Stroke Awareness Survey
This survey provided by the American Stroke Association may help you determine if you are at risk for stroke. If you check two or more, please see a health care professional and determine what you can do to lower your risk.
Age
___ You are a man over 45 or a woman over 55 years old.
Family history
___ Your father or brother had a heart attack before age 55 or your mother or sister had one before age 65.
Medical history
___ You have coronary artery disease or you have had a heart attack.
___ You have had a stroke.
___ You have an abnormal heartbeat.
Tobacco smoke
___ You smoke, or live or work with people who smoke every day.
Total cholesterol and HDL cholesterol
___ Your total cholester is 240 md/dL or higher.
___ Your HDL (“good”) cholesterol level is less than 40 mg/dL if you’re a man or less than 50 mg/dL if you’re a woman.
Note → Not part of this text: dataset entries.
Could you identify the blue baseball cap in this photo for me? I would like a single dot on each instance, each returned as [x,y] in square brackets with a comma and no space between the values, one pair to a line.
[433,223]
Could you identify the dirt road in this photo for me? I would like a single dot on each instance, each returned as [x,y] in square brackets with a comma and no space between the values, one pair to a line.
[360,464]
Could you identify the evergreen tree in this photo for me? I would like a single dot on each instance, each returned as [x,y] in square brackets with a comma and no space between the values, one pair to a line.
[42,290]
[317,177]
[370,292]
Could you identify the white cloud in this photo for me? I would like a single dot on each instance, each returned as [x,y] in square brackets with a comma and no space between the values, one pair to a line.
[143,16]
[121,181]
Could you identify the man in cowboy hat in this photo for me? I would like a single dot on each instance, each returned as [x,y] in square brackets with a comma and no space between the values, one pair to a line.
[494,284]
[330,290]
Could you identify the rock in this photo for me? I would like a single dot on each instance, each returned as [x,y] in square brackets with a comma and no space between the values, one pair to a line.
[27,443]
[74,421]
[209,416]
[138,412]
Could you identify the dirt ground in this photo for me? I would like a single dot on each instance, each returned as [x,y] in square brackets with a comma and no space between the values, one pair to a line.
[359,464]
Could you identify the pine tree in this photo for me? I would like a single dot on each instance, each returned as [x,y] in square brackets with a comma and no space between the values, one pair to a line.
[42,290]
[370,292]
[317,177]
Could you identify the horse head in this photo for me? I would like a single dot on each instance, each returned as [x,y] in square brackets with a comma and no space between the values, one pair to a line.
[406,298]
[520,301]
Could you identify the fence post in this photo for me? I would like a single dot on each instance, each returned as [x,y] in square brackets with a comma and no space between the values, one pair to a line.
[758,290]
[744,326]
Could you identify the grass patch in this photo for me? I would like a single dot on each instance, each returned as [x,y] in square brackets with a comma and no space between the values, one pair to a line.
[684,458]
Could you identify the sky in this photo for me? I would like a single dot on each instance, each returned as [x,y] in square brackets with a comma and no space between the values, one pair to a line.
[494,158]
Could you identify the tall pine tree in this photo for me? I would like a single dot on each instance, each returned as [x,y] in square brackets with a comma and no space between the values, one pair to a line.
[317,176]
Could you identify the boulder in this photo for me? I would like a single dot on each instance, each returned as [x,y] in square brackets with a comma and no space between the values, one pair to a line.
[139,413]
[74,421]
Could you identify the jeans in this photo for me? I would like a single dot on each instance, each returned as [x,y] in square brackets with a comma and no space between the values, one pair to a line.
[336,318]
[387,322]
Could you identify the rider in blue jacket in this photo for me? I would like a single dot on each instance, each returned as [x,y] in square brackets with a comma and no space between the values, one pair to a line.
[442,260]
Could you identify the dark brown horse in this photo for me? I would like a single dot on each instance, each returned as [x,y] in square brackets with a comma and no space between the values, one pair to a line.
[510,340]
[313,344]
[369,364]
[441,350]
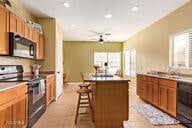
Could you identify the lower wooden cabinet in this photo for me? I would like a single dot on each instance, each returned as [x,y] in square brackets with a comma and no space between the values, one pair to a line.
[50,89]
[167,96]
[14,111]
[159,92]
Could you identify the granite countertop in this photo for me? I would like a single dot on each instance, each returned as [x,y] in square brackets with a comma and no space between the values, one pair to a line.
[41,74]
[175,78]
[9,85]
[89,77]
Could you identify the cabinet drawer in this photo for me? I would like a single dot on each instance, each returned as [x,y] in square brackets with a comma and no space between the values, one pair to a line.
[152,79]
[12,94]
[169,83]
[141,77]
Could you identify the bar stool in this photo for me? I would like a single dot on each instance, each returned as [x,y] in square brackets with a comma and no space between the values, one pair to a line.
[86,85]
[84,96]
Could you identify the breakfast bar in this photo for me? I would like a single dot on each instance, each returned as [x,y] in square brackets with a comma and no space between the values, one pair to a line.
[110,100]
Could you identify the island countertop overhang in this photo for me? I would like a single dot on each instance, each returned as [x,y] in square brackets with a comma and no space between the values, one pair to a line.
[88,77]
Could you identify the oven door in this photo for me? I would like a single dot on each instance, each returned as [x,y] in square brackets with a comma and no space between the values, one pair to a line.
[184,103]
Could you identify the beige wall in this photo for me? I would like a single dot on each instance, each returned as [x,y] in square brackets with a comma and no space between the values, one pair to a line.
[59,60]
[49,31]
[13,60]
[79,56]
[152,44]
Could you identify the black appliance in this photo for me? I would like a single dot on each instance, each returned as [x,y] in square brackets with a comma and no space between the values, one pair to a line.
[184,103]
[36,90]
[21,47]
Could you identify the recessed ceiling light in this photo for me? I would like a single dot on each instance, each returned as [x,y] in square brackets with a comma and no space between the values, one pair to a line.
[135,8]
[73,25]
[108,16]
[67,5]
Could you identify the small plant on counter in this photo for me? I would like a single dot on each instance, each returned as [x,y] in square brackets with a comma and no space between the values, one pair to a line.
[5,2]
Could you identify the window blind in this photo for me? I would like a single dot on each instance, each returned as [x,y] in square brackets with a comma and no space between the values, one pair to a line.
[130,62]
[182,50]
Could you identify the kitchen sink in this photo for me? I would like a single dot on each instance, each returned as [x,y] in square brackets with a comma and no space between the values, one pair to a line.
[102,75]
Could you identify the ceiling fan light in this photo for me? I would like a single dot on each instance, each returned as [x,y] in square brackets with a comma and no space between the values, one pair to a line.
[101,41]
[66,4]
[108,16]
[135,8]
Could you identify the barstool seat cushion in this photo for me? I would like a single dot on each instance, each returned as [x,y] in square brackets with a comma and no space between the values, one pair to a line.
[84,85]
[83,90]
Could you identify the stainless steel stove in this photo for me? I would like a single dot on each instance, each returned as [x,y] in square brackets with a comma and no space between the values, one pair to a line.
[36,90]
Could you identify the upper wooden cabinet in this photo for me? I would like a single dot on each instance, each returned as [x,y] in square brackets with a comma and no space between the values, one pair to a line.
[39,40]
[50,89]
[35,36]
[4,29]
[41,52]
[11,23]
[16,24]
[28,33]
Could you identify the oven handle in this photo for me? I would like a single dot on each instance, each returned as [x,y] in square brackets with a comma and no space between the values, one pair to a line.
[184,90]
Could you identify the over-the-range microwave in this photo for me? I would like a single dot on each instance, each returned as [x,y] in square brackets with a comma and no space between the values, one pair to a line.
[21,47]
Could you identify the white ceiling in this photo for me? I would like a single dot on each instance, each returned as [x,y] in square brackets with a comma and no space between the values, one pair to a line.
[89,16]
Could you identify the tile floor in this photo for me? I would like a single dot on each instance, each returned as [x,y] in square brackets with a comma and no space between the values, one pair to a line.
[61,114]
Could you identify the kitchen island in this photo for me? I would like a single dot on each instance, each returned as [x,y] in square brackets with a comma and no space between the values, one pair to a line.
[109,100]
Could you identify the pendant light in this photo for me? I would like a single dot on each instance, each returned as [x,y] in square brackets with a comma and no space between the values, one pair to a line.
[101,41]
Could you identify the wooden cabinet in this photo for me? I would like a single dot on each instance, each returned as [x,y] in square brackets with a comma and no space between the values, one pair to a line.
[28,32]
[159,92]
[167,96]
[14,107]
[16,24]
[50,89]
[142,86]
[40,48]
[4,29]
[152,90]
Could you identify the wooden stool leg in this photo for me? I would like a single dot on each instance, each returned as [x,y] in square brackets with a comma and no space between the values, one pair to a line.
[77,108]
[91,107]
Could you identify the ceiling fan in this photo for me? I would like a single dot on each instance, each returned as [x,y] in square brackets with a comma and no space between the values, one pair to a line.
[100,37]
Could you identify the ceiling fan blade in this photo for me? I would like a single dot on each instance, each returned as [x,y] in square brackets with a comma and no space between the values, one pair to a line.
[98,33]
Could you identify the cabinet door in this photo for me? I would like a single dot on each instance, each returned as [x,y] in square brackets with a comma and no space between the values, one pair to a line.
[155,99]
[20,26]
[13,23]
[171,97]
[4,29]
[6,120]
[52,88]
[20,112]
[26,31]
[149,92]
[48,92]
[41,47]
[163,97]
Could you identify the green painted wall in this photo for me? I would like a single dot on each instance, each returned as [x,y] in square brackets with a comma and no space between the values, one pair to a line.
[79,56]
[152,44]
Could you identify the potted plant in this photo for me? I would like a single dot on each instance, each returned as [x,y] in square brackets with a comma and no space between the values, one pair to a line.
[5,2]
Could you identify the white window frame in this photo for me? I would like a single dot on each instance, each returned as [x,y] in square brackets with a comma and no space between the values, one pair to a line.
[129,68]
[102,64]
[171,51]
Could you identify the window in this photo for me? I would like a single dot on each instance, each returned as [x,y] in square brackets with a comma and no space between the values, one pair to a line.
[130,62]
[113,59]
[181,45]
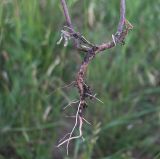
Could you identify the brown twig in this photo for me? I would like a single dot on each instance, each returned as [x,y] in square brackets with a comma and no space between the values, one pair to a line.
[90,52]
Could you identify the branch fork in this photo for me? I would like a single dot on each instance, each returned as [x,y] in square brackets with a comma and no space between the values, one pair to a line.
[90,50]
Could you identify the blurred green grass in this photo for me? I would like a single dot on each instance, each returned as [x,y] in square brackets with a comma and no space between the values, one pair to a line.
[33,69]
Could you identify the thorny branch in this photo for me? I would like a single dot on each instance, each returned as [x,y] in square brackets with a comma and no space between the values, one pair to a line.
[90,51]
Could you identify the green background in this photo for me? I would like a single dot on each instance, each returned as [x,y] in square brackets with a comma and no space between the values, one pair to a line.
[33,70]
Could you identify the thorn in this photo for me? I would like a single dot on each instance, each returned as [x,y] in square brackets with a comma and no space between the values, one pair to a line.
[94,97]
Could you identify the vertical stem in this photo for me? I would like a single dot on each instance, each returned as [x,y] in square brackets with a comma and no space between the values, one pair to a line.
[66,13]
[122,15]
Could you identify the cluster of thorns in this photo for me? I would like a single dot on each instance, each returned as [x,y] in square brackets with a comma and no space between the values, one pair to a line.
[90,50]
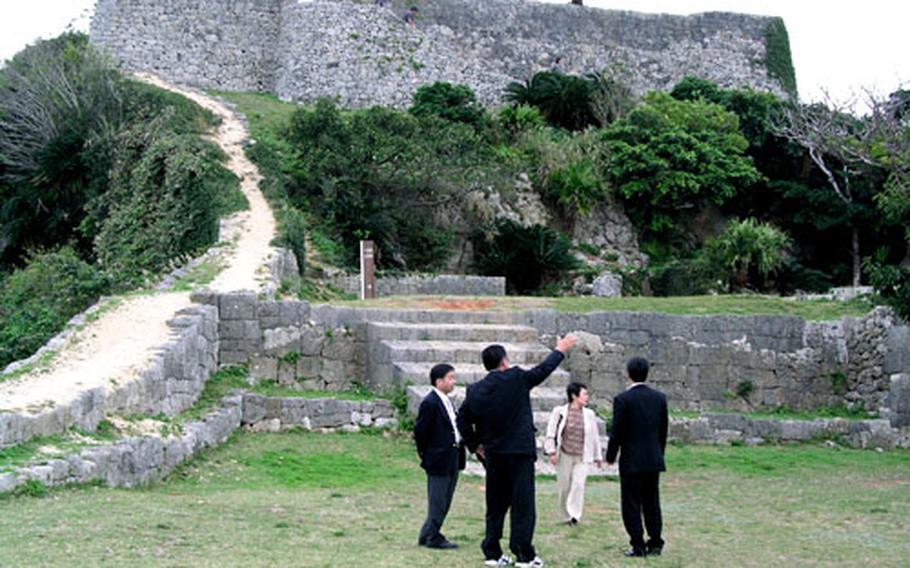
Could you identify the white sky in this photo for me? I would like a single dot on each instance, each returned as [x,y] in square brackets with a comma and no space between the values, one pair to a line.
[842,46]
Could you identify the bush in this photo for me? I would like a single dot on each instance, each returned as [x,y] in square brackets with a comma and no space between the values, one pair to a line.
[891,282]
[38,300]
[385,175]
[683,277]
[528,257]
[450,102]
[292,229]
[747,252]
[669,156]
[564,100]
[159,205]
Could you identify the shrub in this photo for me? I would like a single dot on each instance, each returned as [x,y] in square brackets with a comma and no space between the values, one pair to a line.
[891,282]
[564,100]
[683,277]
[520,118]
[450,102]
[747,252]
[159,205]
[38,300]
[292,229]
[528,257]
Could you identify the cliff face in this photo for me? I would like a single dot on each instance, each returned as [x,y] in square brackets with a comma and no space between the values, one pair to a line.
[365,54]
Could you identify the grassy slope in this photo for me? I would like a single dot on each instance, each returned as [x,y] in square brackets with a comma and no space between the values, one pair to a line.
[331,500]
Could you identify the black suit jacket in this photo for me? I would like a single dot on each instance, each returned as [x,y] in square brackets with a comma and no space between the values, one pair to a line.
[496,412]
[435,438]
[639,430]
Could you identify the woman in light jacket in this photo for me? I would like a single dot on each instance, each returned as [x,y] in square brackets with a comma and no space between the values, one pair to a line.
[573,444]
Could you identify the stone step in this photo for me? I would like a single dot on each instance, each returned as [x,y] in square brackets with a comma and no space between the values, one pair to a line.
[488,333]
[455,352]
[406,372]
[543,400]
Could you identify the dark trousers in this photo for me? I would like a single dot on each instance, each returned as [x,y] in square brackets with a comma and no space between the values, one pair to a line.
[510,485]
[640,494]
[440,489]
___ You don’t know your total cholesterol or HDL levels.
Blood pressure
___ Your blood pressure is 140/90 mm Hg or higher, or you’ve been told that your blood pressure is too high.
___ You don’t know what your blood pressure is.
Physical inactivity
___ You don’t accumulate at least 30 minutes of physical activity on most days of the week.
Access body weight
___ You are 20 pounds or more overweight.
Diabetes
___ You have diabetes or take medication to control you blood sugar.